Machine Learning Projects

Active Projects 

  • Detection of Archaeological Sites on Earth Observation Data

    Sub-surface or hidden Cultural Heritage sites can be discovered through Earth Observation (EO) data from a variety of sensors (e.g., hyperspectral, multispectral, LiDAR) by identifying and analysing anomalies or traces on bare soils, crops or vegetation that could be connected to the presence of archaeological deposits under them. This project aims to develop self-supervised deep learning architecture to automatically identify sub-surface CH sites using the wealth of unlabeled EO data produced every day from airborne and spaceborn sensors. A key feature of these novel methods is the exploitation of GIS-based information in the designed learning methods that ensures the decrease of the false positive and the consequence increase of the reliability of the detections.

    Collaborations: European Space Agency (ESA), Italian Space Agency (ASI). 
    Linked funded projectCultural Landscapes Scanner (CLS) 

  • Identification of Looting Activities on Earth Observation Data

    Illegal excavation of archaeological sites aimed at collecting historical material culture (‘looting’) to introduce it in the illicit market of antiquities is a pressing problem on a global scale. Under favorable circumstances, looting can be exposed on Earth Observation (EO) data by detecting changes that have occurred between two or more consecutive EO images of a time-series. The project focuses on the design of semi-supervised change detection pipeline composed of an unsupervised deep neural network, that learn a low-dimensional representation of EO images, followed by a semi-supervised graph neural network for enabling the detection of changes related to looting activities. As alternative approach, an optimal transport-based approach will be developed to monitor pillaging activities (past and ongoing) through the analysis of time series of LiDAR data as part of the MSCA-IF OPTIMAL project. 
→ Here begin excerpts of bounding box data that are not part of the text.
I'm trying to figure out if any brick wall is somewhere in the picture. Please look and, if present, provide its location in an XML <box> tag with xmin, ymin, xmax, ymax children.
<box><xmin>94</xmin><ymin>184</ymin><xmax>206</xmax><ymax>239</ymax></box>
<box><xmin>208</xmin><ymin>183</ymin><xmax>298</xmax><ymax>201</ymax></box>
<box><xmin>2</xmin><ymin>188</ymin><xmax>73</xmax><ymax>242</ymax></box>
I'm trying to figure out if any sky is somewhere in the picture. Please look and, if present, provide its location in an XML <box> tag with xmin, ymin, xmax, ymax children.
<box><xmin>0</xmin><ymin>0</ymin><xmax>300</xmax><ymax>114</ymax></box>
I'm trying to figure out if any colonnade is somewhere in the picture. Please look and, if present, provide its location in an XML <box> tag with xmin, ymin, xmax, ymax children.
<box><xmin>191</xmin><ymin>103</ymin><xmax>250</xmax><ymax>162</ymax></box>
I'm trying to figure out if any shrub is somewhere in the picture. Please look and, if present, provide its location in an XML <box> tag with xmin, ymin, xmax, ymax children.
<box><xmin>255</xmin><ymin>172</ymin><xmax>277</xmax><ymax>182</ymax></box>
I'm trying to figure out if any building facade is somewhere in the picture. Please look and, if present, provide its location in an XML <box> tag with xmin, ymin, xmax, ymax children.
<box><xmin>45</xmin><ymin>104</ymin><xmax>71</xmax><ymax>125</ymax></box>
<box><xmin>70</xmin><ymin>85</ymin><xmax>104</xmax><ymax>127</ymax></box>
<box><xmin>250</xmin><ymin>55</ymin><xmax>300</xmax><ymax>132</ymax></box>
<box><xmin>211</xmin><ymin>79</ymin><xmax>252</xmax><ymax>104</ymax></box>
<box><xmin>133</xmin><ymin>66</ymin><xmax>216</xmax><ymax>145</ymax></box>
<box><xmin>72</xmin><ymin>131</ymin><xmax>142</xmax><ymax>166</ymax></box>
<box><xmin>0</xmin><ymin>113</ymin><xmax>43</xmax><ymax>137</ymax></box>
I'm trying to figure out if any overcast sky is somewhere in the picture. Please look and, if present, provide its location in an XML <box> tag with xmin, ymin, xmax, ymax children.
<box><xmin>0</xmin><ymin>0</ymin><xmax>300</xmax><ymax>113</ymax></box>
    Collaborations: European Space Agency (ESA), Italian Space Agency (ASI). 
    Linked funded projectOPTIMAL 

  • Automatic Transcription of Medieval Handwritten Manuscripts

    The automatic transcription of document images provides the cultural heritage experts a more efficient way to access the content of historical documents and to extract meaningful information, while facilitating searching through a large set of pages. Historical documents frequently suffer from high degradation which makes their transcription a challenging task. This project aims to develop a novel handwriting recognition model for historical documents, taking advantage of recent deep-learning approaches combined with conventional computer vision techniques.
  • A Context-aware Approach for Historical Document Analysis 

    The transcription of handwritten historical texts of cultural value is necessary to make their content widely available. To accomplish such a task, many Handwriting Text Recognition (HTR) models have been developed. However, the cutting-edge methods are far from perfect. Several reasons account for this, such as writing medium deterioration (due to the manipulation in addition to the presence of creases, scratches, ink stains, and bleed-through) or the variability of the  writing. This project aims to define a newend-to-end transcription model, further enhanced by the ability to exploitcontextual information. Contextual information is a widely known and differently interpreted concept in computer vision. It means a labelling approach that also takes into consideration the relationship of what one wants to classify with the information of the neighborhood. The definition of this concept is crucial in obtaining accurate classification models. Our approach focuses on defining a new model capable of achieving consistent labeling in HTR. 

  • Ancient Cuneiform Tablet Image Analysis 

    Despite the considerable number of already discovered cuneiform tablets, and new ones being continuously excavated or identified in museums all over the world, many of them remain still to be studied, due to the inherent difficulties in their analysis, a hard and time-consuming activity even for domain experts. The aim of this project is to apply advanced machine learning and computer vision techniques to develop automatic methods for analyzing the ancient cuneiform tablet images processing their structures, contents, and visual properties. 

  • Layout Extraction from historical document images 

    Layout extraction is a key pre-processing step in document image analysis that segments the input image into its homogeneous regions, i.e., blocks of text, side notes, drawings, and tables. Applying this pre-processing step facilitates subsequent procedures in any document image analysis applications such as optical character recognition and automatic transcription. This project aims to develop a model for layout extraction in historical documents. Unlike modern documents, Historical manuscripts do not often have a regular layout or a structured text arrangement. To tackle this problem, this project focuses on developing a learning-based approach that generalizes to the wide range of documents with various layouts.